Paris Zarcilla: I found it very difficult to live there. The design of this place is one that feels within the end days of the colony and imperialism. We are supposedly in the days of post-colonialism, but it still very much felt like we were living in that time. What was crazy is that for Chi and I to be in that house just 80 years ago, we would’ve been thrown in jail. To fill that space with our voice, with Tagalog, the Filipino language, to fill it with POC, it just felt so important to be there, but it was a very heavy presence and I think that really worked into the DNA of our production.

For some of us shouldering this very strange weight, honestly, it was uncomfortable but it served so well as a character of the actual film itself. It just happened to be a place that worked very, very well for the shots that I was trying to work in. Cinematically, it does so much heavy lifting. I also want to shout out our production designer/art director Amy Addison. I’ve worked for her for 10 years and she does so much to elevate any space that we’re in, even with the smallest touches. It just makes the biggest difference.

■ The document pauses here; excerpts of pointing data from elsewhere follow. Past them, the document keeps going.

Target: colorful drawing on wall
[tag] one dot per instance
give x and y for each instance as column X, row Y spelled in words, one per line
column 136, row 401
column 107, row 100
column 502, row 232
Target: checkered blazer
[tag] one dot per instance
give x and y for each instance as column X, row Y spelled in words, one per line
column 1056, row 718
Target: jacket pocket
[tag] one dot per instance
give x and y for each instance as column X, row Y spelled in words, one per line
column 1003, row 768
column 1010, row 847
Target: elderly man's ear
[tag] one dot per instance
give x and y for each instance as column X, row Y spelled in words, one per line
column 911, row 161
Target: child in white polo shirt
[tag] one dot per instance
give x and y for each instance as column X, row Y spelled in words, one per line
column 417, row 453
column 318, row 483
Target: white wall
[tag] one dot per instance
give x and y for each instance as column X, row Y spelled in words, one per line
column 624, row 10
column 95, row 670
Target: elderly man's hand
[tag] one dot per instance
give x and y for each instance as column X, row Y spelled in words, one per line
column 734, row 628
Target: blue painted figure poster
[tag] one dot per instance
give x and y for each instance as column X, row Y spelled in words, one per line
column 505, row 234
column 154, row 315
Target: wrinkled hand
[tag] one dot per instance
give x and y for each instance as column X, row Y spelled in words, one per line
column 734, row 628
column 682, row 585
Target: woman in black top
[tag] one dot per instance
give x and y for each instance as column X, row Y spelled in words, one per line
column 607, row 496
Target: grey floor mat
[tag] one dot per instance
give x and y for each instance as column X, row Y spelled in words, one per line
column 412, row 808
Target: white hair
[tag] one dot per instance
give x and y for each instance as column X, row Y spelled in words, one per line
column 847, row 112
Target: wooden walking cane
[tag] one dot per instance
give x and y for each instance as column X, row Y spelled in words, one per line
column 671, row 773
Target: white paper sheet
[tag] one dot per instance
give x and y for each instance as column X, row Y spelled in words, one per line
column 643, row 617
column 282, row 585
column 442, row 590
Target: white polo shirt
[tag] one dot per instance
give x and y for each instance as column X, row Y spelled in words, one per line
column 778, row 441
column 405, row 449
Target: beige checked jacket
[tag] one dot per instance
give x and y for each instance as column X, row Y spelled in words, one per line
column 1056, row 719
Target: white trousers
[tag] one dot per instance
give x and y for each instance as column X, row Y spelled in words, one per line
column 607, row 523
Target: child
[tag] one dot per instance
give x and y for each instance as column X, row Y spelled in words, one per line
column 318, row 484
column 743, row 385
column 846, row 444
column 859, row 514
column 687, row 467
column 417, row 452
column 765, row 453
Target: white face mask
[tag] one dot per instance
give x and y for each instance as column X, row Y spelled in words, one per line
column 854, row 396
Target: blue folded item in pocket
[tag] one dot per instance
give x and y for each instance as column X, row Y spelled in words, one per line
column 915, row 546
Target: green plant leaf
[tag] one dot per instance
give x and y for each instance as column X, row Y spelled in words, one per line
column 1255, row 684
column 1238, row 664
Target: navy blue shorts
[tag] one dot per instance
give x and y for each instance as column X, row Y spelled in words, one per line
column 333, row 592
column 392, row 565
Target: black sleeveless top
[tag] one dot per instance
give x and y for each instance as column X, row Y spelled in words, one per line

Chai Thai: When you’re sharing space, like you are working but you’re living together, you really want to choose people that it’ll be easy to spend time with. And with Amy, she’s just great to be around. She’s so easy to work with.

In wrapping things up, were the names Joy and Grace picked as a metaphor for the film? 

Paris Zarcilla: Joy is quite a common name in the Philippines. But I just thought it was also so ironic to be carrying this name when there is so little of it in her life. Having Grace, for her, was a saving kind of grace. Having her saved her life in so many ways. She had this baby essentially against her will, but it ended up being the best thing in her life. It pushed her to try and be her best self but under extraordinarily difficult circumstances. I really wanted them to be able to embody their names as they got towards the end of the film. That’s what we were really trying to push for.

The illegal or undocumented immigrant experience is often very horrific. It’s traumatizing. I really wanted to be able to move beyond trauma and into a space of happiness, celebration, joy, and grace. RAGING GRACE is something that I want us to be able to do as a community. We’re so conditioned to hold in so much of our feelings. Anger is something that quite frankly a lot of us aren’t used to expressing. But I feel if you are able to rage gracefully, I think that leads to something even more powerful. Healing. Happiness. Pride. A sense of belonging. But it all starts with being able to express that first.